Among the many problems this film has, it has one major force dragging it down; it isn’t interesting, and neither are its characters. The latest installment of this series is directed by James Foley who is a semi competent director. Foley directed the fantastic Glengarry Glen Ross. However, it’s almost as if Foley was just shooting the scenes and going through the motions. Part of the problem with the first movie was its horrendous dialogue and dull acting by the two lifeless leads. Foley doesn’t offer a new take on the characters who on the surface do have interesting personality traits to explore. Instead, he and screenwriter Niall Leonard choose to leave them one dimensional.

Fifty Shades Darker begins not to much longer after the conclusion of the first film. Anastasia Steele (Dakota Johnson) is working a new job with a publishing company when the ever mysterious Christian Grey (Jamie Dornan) reappears in her life. In a movie with a storyline where there is drama to found, the film never explores the deeper meaning of the shadowy past of Mr. Grey. From the get go when he is introduced back into Anastasia’s life, they have a conflict, quickly resolve it and promptly proceed to the bedroom. There is a sappy, romantic apology and any conflict is buried with in a matter of minutes throughout the course of this film. It leaves much to be desired in terms of plot, because there virtually isn’t one. In the end, we are watching a couple trying to have a normal relationship. The problem with that? It ultimately doesn’t make a compelling film.

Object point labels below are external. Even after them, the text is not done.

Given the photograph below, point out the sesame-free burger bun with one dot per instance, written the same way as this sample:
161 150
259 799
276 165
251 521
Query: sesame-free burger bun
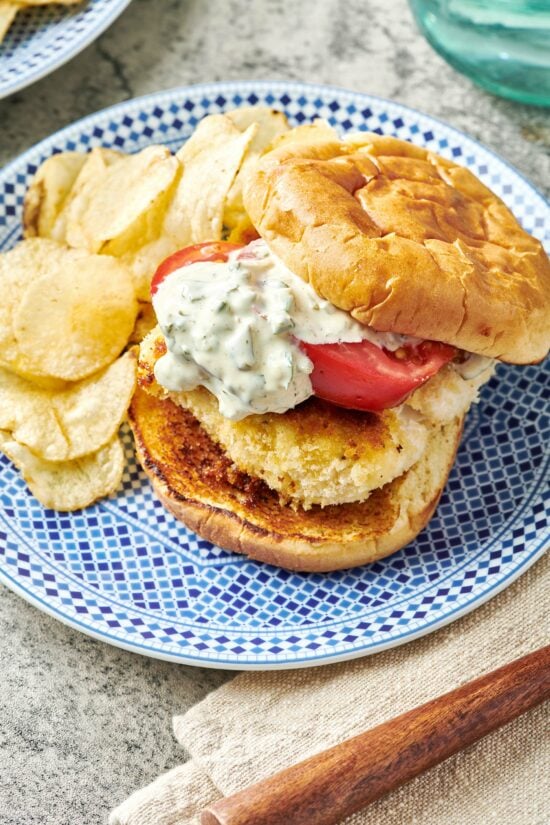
200 485
405 241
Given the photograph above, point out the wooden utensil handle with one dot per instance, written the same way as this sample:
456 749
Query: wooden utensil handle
326 788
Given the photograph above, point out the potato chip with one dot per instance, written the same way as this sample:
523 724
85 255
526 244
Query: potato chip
237 225
7 13
211 159
47 192
146 321
93 169
108 205
271 123
194 210
319 131
66 313
61 426
143 262
68 485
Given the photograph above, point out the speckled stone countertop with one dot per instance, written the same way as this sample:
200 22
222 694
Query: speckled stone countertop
83 724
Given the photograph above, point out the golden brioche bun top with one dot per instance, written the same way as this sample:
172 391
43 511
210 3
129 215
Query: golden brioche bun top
405 241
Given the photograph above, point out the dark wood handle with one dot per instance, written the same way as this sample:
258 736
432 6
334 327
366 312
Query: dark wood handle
326 788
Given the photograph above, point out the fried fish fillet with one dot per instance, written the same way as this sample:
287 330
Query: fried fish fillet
342 454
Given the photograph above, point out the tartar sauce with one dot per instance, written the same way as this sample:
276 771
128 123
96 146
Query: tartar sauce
233 327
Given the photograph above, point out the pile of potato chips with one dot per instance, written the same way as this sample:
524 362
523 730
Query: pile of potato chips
76 291
9 8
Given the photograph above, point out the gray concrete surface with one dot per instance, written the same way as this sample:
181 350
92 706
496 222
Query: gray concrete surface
83 724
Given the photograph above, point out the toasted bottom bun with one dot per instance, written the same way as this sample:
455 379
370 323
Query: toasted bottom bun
198 483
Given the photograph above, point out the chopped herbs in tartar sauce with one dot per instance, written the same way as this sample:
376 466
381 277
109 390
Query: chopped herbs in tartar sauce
234 327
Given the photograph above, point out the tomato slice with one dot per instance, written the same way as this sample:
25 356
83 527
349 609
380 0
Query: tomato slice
359 376
199 252
363 376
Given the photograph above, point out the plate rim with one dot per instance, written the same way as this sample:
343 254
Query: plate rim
251 84
218 662
78 46
295 664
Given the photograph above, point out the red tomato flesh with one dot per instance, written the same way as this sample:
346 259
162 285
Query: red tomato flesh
358 376
199 252
363 376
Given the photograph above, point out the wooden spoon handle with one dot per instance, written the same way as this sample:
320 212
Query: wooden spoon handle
329 786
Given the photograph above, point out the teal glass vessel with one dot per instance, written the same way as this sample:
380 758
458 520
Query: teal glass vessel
503 45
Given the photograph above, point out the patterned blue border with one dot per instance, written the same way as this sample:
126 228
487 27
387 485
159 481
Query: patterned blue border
44 38
125 572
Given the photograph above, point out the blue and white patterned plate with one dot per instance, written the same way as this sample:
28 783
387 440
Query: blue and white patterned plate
42 38
126 572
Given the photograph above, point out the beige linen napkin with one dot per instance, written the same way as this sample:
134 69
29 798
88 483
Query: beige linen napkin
261 722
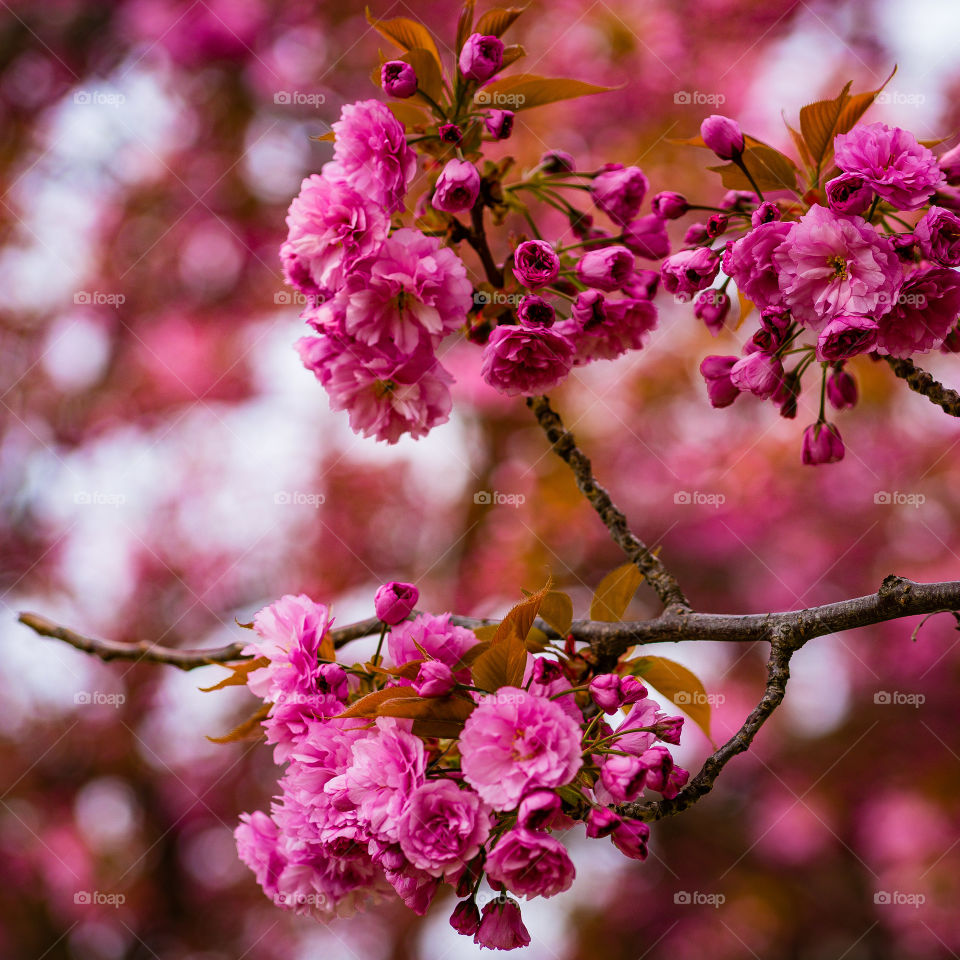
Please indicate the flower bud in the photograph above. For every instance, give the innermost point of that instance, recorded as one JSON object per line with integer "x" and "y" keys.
{"x": 821, "y": 444}
{"x": 465, "y": 918}
{"x": 394, "y": 601}
{"x": 712, "y": 306}
{"x": 720, "y": 388}
{"x": 669, "y": 205}
{"x": 398, "y": 79}
{"x": 535, "y": 263}
{"x": 607, "y": 269}
{"x": 767, "y": 212}
{"x": 841, "y": 390}
{"x": 499, "y": 124}
{"x": 723, "y": 136}
{"x": 434, "y": 679}
{"x": 481, "y": 57}
{"x": 457, "y": 187}
{"x": 605, "y": 691}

Perhaps where the problem lies is within the source material and not so much with Leonard who has also penned the follow up to this one. Anyone who did not read the books or have interest in the subject matter, are given no reason to care about these characters. I can’t really blame someone like Dakota Johnson who has been good in other films. She is given absolutely no interesting character traits. Neither is Dornan, but he is wooden and doesn’t quite know how to deliver his lines in a way that doesn’t come off as dopey. But acting aside, there is a lot of depth to be explored with these characters, but the filmmakers take the simple road. Anastasia wants a “vanilla” relationship with Christian, and that is basically what you get.

Fifty Shades Darker doesn’t live up to its name even. If anything, it is lighter in tone than its predecessor. The film doesn’t answer any questions worth answering nor does it delve deeper into a darker atmosphere. As it unwinds it becomes more and more clear we are actually watching a soap opera. There are scenes of unintentional hilarity in parts of the film which makes not a complete waste of two hours. Fifty Shades Darker is absurdly melodramatic and overly serious. But I digress, this movie will make a bunch of money at the box office, and come this time next year, I’ll be in the same spot as I am now. However at least then it will be over.